If you hadn’t guessed already from the previous line, I am in fact a girl 🤣. But I have experienced a lot of loss. I’ve been bedridden for about
15 years and basically lost what seems generally regarded as the best years of life. It’s been my experience that both men and women are pretty insensitive to the disabled. In school, when I’d keel over and say I feel like I can’t breathe and want to throw up, it seemed like the go to move of guys around me was to turn around and pretend nothing was happening and possibly walk away. I’d estimate maybe 30% of women would try to help me in that situation and about
5% of men. To be fair I was studying in a male dominated field famous for attracting the very socially inept. So it’s also likely many of the guys around me were totally lost as to how to render aid even if they desired to do so.
Overall the motto of people around me then and throughout my illness seemed to be, suck it up and move on. You should be ashamed of being anything less than healthy and competent so always hide it as much as possible and only allude to it in rare situations like you’re confessing some morally debauched habit. Generally I have been happy to find anyone who doesn’t hold to this view irrespective of gender. But yes, on average, there do seem to be more sympathetic women than men.
As always these things really need to be evaluated in a case by case basis. When telling family about
some new health horror or grief over loss, my sister is more likely to roll her eyes and tell me to shut up and move on than my brother, though my brother is likely to be thinking it too. I think in the end you just have to find those rare people who don’t kick you when you’re down, or consider it a privilege that you share your vulnerable side, rather than an opportunity to yell at you.
I suppose this is an unfair oversimplification of people though. I think it’s a sad truth of life that people can genuinely love you and still thoughtlessly/unintentionally crush your soul to the point where you wish you were dead.

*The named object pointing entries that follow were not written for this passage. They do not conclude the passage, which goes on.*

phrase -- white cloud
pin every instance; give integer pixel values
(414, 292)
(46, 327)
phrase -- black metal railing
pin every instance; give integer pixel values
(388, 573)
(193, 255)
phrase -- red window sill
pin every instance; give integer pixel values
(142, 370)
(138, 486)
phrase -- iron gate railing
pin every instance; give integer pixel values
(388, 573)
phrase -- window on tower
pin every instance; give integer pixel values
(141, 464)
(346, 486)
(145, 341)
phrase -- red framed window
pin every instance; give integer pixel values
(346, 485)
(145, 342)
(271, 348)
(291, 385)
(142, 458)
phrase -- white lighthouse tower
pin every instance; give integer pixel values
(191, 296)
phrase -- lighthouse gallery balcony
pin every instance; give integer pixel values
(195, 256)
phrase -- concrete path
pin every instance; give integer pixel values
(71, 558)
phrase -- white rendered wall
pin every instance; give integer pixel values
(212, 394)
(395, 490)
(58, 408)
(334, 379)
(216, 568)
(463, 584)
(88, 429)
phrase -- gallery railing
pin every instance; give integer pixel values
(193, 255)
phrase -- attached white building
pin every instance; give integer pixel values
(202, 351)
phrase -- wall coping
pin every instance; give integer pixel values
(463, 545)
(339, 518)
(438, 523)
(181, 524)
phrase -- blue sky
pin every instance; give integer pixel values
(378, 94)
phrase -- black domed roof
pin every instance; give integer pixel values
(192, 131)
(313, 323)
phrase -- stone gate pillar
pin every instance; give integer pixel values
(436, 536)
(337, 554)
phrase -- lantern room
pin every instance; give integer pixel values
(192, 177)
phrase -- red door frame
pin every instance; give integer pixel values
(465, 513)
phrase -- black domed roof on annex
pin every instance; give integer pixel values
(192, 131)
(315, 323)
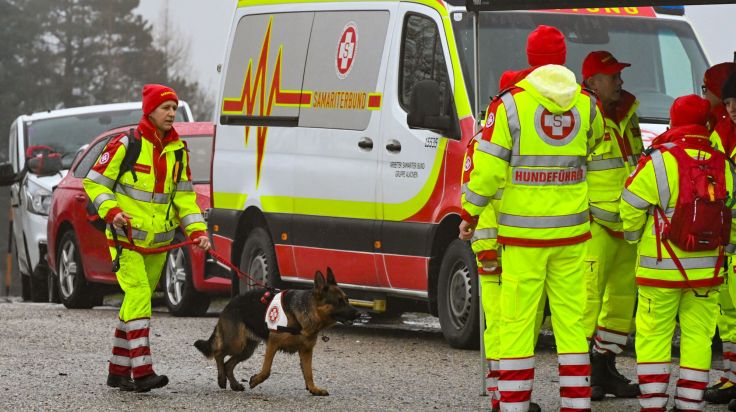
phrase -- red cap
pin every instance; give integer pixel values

As for coping, this year was the first time I became seriously worried I might die. After the first wave of fear subsided some, I started to ask myself, if I knew I had one month to live, what would I want to spend that time doing? Then if I had one more year left, how would I want to spend that time? These questions, they don’t get rid of the fear or grief over loss, but they let me have some chance at not being completely consumed by them and focus on things I can accomplish rather than everything I can’t.
My faith also helps me since I believe this life is like the prologue to some infinitely long series of books. Every story needs to start with a conflict or tragedy and every life ends in tragedy (death). But I believe this life is only the beginning of an amazing story of triumph. I’m not saying this to belittle the loss, because it is truly horrible. But I think of myself right now like a hungry street urchin who just lost their last piece of bread. But it’s ok, because I’m about
to be adopted by the Queen of England.